Gewalt gegen Kinder: „Die Betroffenen müssen im Vordergrund stehen“
27. Mai 2015
Die Rechtsmediziner Dr. Saskia Etzold und Prof. Dr. Michael Tsokos haben sich heute im Rahmen einer Pressekonferenz mit den Zahlen der kindlichen Gewaltopfer nach der Polizeilichen Kriminalstatistik auseinandergesetzt und eine alternative Betrachtungsweise präsentiert.
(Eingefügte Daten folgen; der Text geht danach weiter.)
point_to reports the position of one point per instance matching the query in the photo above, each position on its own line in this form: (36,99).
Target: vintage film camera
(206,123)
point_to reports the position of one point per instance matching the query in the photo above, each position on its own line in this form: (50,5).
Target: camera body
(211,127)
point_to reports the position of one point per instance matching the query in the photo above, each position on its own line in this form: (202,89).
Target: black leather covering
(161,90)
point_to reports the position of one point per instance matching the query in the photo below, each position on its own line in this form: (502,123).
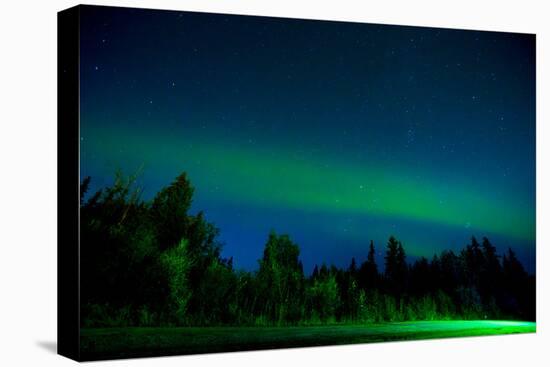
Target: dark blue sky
(335,133)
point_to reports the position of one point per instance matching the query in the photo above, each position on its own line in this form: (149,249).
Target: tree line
(152,263)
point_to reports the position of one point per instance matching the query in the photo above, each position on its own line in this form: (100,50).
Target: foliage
(153,263)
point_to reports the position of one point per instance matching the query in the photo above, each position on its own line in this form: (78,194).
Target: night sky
(334,133)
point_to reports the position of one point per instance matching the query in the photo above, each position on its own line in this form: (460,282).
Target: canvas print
(257,183)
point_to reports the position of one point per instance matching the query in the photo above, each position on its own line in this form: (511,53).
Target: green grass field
(141,342)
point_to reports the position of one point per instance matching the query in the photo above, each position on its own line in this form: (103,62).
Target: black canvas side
(68,320)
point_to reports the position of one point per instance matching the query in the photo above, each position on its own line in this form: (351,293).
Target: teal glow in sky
(335,133)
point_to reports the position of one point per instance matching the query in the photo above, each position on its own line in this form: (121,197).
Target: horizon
(334,133)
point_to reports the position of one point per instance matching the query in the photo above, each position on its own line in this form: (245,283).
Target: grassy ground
(141,342)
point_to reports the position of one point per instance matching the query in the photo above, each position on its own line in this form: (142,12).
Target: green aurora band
(269,176)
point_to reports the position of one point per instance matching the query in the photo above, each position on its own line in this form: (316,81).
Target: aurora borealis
(335,133)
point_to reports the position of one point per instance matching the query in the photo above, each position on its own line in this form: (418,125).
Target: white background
(28,182)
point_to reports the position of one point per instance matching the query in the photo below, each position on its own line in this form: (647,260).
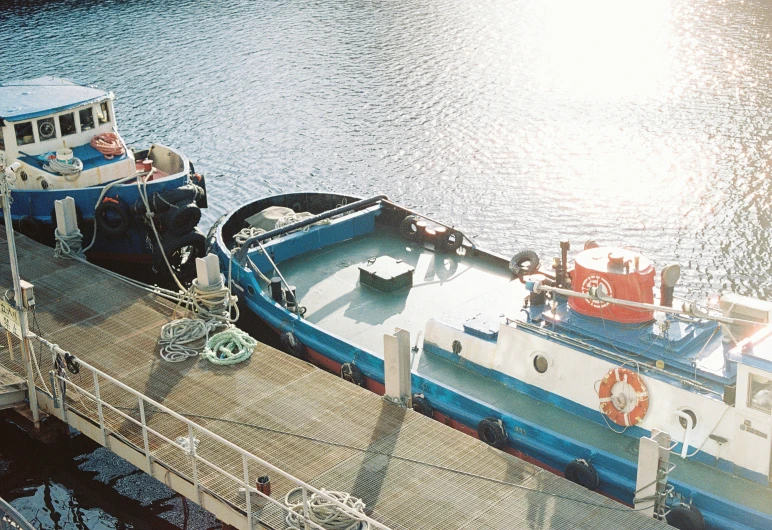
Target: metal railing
(10,519)
(188,445)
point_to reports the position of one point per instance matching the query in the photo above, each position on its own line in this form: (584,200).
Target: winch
(619,273)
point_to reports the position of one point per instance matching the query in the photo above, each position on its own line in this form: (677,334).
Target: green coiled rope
(230,346)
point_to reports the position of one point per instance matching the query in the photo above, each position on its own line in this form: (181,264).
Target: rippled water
(645,124)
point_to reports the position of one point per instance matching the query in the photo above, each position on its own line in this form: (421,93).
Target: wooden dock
(412,472)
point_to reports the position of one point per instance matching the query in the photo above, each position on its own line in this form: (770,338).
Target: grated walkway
(412,472)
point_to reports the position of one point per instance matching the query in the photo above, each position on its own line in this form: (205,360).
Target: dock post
(6,179)
(208,270)
(66,216)
(396,361)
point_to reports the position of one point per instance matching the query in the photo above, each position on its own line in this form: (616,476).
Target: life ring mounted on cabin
(618,406)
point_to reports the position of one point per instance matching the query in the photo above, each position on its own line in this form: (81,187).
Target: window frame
(16,132)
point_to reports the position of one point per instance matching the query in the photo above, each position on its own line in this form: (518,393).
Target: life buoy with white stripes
(617,407)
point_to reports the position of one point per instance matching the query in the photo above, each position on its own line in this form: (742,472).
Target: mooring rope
(325,513)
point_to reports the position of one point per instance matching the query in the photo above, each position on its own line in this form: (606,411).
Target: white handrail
(194,427)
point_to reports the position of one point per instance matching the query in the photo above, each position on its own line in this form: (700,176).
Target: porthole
(540,363)
(689,413)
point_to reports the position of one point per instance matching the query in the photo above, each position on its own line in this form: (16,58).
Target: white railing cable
(202,431)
Dass die Autoren die Polizeiliche Kriminalstatistik als falsch unterstellen, findet Rainer Becker, Vorstandsvorsitzender der Deutschen Kinderhilfe e.V. irritierend. „Die Polizeiliche Kriminalstatistik beruht auf absoluten Zahlen, und das BKA liefert dafür seriöses Datenmaterial. Nicht erfasst ist logischerweise, und das betonen wir immer wieder, das Dunkelfeld. Hierüber kann nur spekuliert werden. Herr Tsokos beschäftigt sich dagegen mit relativen Werten, und die Zahlen sind damit nicht vergleichbar.“
„Natürlich können und sollen die Zahlen der Polizeilichen Kriminalstatistik als Grundlage für Studien herangezogen und um weitere Faktoren ergänzt werden. Hilft dies dabei, Kinder und Jugendliche vor Gewalt zu schützen und das Dunkelfeld zu erhellen, unterstützen wir diesen Ansatz gern“, so Rainer Becker, Vorstandsvorsitzender der Deutschen Kinderhilfe e.V. „Allerdings sollten wir uns primär intensiver mit den Betroffenen befassen als dem Erstellen neuen Zahlenmaterials. Vorrang sollte daher haben, die Strafverfolgung durch Reformen zu effektivieren und den Schutz von Kindern und Jugendlichen durch Präventionsangebote und eine qualitativ hochwertige Prozessbegleitung zu ermöglichen.“
„Die Betrachtung der Zahlen der Polizeilichen Kriminalstatistik unter Hinzuziehung der Geburtenrate ist nur ein möglicher Aspekt von vielen“, so Prof. Dr. Kathinka Beckmann, Professorin für klassische und neue Arbeitsfelder der Pädagogik der Frühen Kindheit an der FH Koblenz. Sie wünscht sich eine vielseitigere Betrachtungsweise.
"Die Zunahme der Zahlen ab 2005, zum Beispiel in der Kategorie Misshandlung, weist nicht zwangsläufig auf eine Zunahme der Gewalt gegen Kinder hin, sondern auf eine infolge der Einführung des § 8a SGB VIII im selben Jahr sensibilisierte Akteurslandschaft.“, so Prof. Beckmann. „Insbesondere die pädagogischen Mitarbeitenden der Kitas, der Jugendämter und der ambulanten Dienste sowie die Lehrkräfte in den Schulen sind seit diesem Zeitpunkt stärker in der Pflicht, auf Alarmsignale der Kinder zu achten und dementsprechend zu handeln. Insofern wäre eine multiperspektivische Betrachtung der Datenlage wünschenswert."